それからは毎日こんな感じ。2人で過ごす時間を必ず菊丸は作ってくれる…。
だけど…リョーマにはちょっぴり不満があった。
(あんまし我侭言っても、困らせるだけだよね…)

それを思い出す度に、リョーマは自分に言い聞かせる。ベットの下でゲームをしていたリョーマはベットの上に上がり、菊丸の横に寝そべった。
「面白いッスカ?それ…」
黒い瞳で菊丸を覗き込む。 長い睫毛が瞬きで揺れる…。リョーマの言葉に読みかけの漫画から視線を外して、菊丸はこちらを見た。
「うんvv 面白いよ〜」
そして再び視線を戻す。
“ふ〜ん…”リョーマは軽く頷きながら菊丸の髪に指を通す。外に跳ねた、明るい髪…。くるくるとのの字を書くように、菊丸の髪を弄くる。
「オチビィ〜 くすぐったいよ…」
小さく笑いながら菊丸は首を竦めて、やんわりとリョーマの手を退かした。
することのない…リョーマの手…
“チェ…”っと小さく言って、リョーマはその手を菊丸の背中にまわす。横からギュッと抱きしめる格好で菊丸にしがみ付いた。
漫画を見ながら菊丸は苦笑い
「な〜に・・・甘えてんの?」
抱きついてきたリョーマを起き上がりながら軽く解き、菊丸は相手の頭をポンポンと撫でた。
「そろそろ帰んなきゃ。 オチビ、又明日ね。」
時計を見ると、7時半…。
(そんなに遅い時間じゃないのにな…)
思いつつも、そう言われては頷く事しか出来ないよね。
“送ろうか?” 訪ねたリョーマに菊丸は笑って言う。
「オチビに送ってもらったら、帰りが心配で、今度はオレが送っていかなきゃ」
だからいいよ、っと言わんばかりのセリフにリョーマは微笑む。
(でも…もう少し一緒に居たかったかも…)
そう望んでしまうのは…我侭なのかな…。
菊丸の帰った部屋に1人。リョーマはベットに横たわる…。
仄かに残る愛しい人の香り。落ち着くけれど、一瞬淋しくなった…。本体がなくて香りだけだなんて…さっきまで傍に居たから…尚更、かな…。
(菊丸先輩は本当に俺のこと好きなのかな…)
そんなベットに一人横になってると、下らない考えしか浮かんでこない。毎日会って、話して、話して、話して…

話すだけ…?

リョーマの心が求めてる。
もっと触れていたいのだと…。一緒に居られたら、前はそれだけで幸せだったのに…。
2人で過ごす時間があるだけで、どんな神様にでもいいから感謝したかった…。
(でも今は…)
今まで一緒に過ごしていたのに、心に穴が開いてるみたい…。
全然満たされていない自分…苛々する。
せめて口付けだけでもしてくれたら…。
そう思ってしまうのは我侭かな。
(したかったらするだろうし…)
リョーマは天井見上げため息吐いた。菊丸がそれを望んでいないのなら意味が無い。望まれたいから苛々する。
こんなに想っているのは自分だけだと言われているようで…。それがちょっぴり悲しかった。

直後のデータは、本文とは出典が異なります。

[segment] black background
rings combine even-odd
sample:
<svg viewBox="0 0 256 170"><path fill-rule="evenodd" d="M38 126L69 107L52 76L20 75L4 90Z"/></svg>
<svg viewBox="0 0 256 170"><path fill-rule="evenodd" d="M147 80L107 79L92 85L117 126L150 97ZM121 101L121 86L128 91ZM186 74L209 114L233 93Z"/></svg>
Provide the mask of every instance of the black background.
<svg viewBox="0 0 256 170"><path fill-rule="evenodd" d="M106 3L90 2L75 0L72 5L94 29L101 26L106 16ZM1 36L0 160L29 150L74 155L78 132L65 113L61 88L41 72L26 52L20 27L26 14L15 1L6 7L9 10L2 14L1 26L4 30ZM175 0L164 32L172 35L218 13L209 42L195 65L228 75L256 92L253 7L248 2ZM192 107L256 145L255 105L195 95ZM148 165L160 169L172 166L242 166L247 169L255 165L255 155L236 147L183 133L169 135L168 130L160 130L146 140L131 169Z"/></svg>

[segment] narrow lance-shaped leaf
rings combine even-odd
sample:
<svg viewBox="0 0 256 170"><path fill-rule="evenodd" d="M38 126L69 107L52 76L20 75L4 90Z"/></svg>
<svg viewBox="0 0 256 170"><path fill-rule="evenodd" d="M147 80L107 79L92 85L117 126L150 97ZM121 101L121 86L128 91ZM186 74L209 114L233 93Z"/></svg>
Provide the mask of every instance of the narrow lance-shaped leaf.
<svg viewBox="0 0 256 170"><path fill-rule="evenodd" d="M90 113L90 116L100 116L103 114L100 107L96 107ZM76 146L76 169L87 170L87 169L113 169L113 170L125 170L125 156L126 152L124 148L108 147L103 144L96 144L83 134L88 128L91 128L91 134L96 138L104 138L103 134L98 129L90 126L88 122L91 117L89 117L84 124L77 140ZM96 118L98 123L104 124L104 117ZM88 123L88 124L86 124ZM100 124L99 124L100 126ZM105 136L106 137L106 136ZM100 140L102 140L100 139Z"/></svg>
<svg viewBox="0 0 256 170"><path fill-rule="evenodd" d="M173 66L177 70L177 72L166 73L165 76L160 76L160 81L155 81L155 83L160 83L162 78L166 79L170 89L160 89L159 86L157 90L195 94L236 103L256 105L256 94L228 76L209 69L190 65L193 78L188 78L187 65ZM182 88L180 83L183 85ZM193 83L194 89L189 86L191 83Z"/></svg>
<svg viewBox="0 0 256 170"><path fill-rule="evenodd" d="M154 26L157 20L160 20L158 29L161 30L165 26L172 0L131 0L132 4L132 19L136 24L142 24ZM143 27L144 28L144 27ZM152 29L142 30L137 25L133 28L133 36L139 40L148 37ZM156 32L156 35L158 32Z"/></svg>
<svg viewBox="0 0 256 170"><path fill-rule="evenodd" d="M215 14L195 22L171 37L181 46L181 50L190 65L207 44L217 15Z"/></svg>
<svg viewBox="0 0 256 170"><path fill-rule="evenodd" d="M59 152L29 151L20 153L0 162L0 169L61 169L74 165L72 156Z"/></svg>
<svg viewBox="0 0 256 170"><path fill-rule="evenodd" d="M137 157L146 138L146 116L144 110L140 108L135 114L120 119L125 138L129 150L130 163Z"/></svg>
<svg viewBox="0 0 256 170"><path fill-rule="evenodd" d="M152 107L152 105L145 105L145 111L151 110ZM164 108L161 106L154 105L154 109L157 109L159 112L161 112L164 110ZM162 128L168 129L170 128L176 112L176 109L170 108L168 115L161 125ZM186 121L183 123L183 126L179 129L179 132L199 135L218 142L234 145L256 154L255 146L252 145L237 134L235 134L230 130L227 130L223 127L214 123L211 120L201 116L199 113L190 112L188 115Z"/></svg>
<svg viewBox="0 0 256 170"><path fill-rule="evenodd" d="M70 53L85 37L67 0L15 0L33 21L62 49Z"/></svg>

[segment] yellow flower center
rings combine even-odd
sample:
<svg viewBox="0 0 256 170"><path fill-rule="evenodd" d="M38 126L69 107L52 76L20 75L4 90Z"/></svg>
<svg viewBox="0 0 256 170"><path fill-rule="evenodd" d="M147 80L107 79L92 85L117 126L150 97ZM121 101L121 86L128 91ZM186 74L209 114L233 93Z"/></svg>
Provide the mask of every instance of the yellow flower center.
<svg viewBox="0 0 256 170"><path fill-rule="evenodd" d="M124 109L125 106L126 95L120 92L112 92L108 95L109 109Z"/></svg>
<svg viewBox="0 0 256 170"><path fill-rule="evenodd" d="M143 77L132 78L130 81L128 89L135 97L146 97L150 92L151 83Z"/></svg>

何時も道理の部活の後。今日は公園で楽しくお喋り…。しているのは菊丸だけ…。
リョーマはボンヤリと菊丸の笑顔を見ながら、彼の話しにあいづちをうつ。
(大体菊丸先輩って、俺の何所が気に入ってあんな事言ったんだ…)
最近思うのはこんな事ばかり。
(聞いてみようかな…)
っと見上げた瞳が、笑顔の菊丸の視線とぶつかる。
「どうしたの〜オチビ。そんな顔して…何か悩み事?」
リョーマの不安げな眼差しに、菊丸の表情は一瞬にして心配そうなものへと変わった。そっと伸ばされた菊丸の手が、リョーマの髪を撫でる。